Air transport. The Court of Justice rules on the concept of “signed agreement of the passenger”

On 21 March 2024, the Court of Justice handed down its judgment in C‑76/23, Cobult UG v TAP Air Portugal SA, on the interpretation of Article 7(3) and Article 8(1)(a) of Regulation (EC) No 261/2004. The request has been made in proceedings between Cobult UG (“Cobult”), the assignee of the rights of a passenger, and TAP Air Portugal SA (“TAP Air”) concerning the reimbursement of the cost of the ticket of that passenger whose flight was cancelled.

Since 19 May 2020, TAP Air has made available on the homepage of its website a procedure for initiating reimbursements for, inter alia, flights it has cancelled, so that passengers have the choice between immediate reimbursement in travel vouchers by filling in an online form, and reimbursement by another means, for example by a sum of money, provided they contact that air carrier’s customer service department beforehand, so that the latter can examine the facts.

Since a connecting flight from Fortaleza to Frankfurt am Main via Lisbon was cancelled by TAP Air, the passenger concerned requested to be reimbursed by a travel voucher, and she received one by email for an amount of almost 1700 euro, corresponding to the price of the original ticket together with a supplement. After such passenger assigned her rights with regard to TAP Air Portugal to Cobult, the latter requested that operating air carrier to reimburse the price of the cancelled flight in monetary form. Faced with TAP Air Portugal’s refusal to make the reimbursement requested, Cobult brought proceedings before the competent first-instance court, which dismissed its application. Therefore, Cobult brought an appeal before the Landgericht Frankfurt am Main (Regional Court of Frankfurt am Main; the “referring court”) which, in light of the need to interpret the relevant European legislation, decided to stay the proceedings and to ask to the Court of Justice whether Article 7(3) of Regulation No 261/2004, read in conjunction with Article 8(1)(a), must be interpreted as meaning that in the event of the cancellation of a flight by the operating air carrier, the passenger is deemed to have given her “signed agreement” to reimbursement of the cost of the ticket by a travel voucher where she has filled in an online form on the website of that air carrier, by which she chose such a means of reimbursement to the exclusion of that by a sum of money, whereas the latter method of reimbursement was subject to complying with a procedure including supplementary steps to be carried out with the customer service department of that air carrier.

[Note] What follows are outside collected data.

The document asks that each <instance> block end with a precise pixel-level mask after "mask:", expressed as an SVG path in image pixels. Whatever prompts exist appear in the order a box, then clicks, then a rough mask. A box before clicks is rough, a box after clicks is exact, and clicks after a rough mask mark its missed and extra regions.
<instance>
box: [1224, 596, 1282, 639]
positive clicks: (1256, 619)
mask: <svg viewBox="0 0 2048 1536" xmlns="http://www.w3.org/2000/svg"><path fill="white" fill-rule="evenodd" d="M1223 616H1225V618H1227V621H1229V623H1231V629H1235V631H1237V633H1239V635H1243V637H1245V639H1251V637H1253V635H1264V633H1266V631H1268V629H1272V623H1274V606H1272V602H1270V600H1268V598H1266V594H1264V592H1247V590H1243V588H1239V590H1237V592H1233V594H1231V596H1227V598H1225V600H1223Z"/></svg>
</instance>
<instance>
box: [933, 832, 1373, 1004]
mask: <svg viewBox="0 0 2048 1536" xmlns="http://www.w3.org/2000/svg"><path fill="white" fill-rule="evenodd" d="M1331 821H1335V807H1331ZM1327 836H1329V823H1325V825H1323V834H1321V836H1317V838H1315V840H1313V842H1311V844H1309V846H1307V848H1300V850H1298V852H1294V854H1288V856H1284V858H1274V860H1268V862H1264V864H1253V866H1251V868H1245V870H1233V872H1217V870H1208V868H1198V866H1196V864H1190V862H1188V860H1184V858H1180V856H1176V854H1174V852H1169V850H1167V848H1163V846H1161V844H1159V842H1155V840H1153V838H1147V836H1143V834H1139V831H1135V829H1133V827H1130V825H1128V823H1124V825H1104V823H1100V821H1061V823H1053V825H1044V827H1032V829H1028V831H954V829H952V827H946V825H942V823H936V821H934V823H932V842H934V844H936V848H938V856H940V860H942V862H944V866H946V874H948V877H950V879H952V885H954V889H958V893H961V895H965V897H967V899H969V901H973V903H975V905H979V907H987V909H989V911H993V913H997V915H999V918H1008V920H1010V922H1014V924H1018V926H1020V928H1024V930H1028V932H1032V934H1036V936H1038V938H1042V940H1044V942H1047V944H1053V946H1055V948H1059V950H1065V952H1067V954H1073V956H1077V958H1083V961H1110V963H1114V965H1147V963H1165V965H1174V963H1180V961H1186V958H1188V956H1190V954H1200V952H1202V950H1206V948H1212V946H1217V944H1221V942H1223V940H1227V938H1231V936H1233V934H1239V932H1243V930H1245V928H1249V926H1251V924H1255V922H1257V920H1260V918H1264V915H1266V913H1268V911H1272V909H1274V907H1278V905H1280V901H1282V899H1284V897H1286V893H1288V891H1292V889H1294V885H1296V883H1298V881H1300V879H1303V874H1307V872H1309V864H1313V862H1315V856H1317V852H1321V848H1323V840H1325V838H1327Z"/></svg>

According to the Court, the concept of the “signed agreement of the passenger” presupposes that the latter has been able to make an effective and informed choice and, accordingly, to give free and informed consent to the reimbursement of the cost of her ticket by a travel voucher rather than a sum of money. To that end, it is for the air carrier to provide to the passenger whose flight has been cancelled, in a fair manner, clear and full information on the various means of reimbursement of the cost of her ticket. Therefore, a passenger cannot be deemed to have given her “agreement” where the operating air carrier presents, inter alia on its website, information relating to the procedure for reimbursement of the cost of a ticket in an ambiguous manner, by making reimbursement by a sum of money subject to a procedure containing steps supplementary to that for reimbursement by a travel voucher.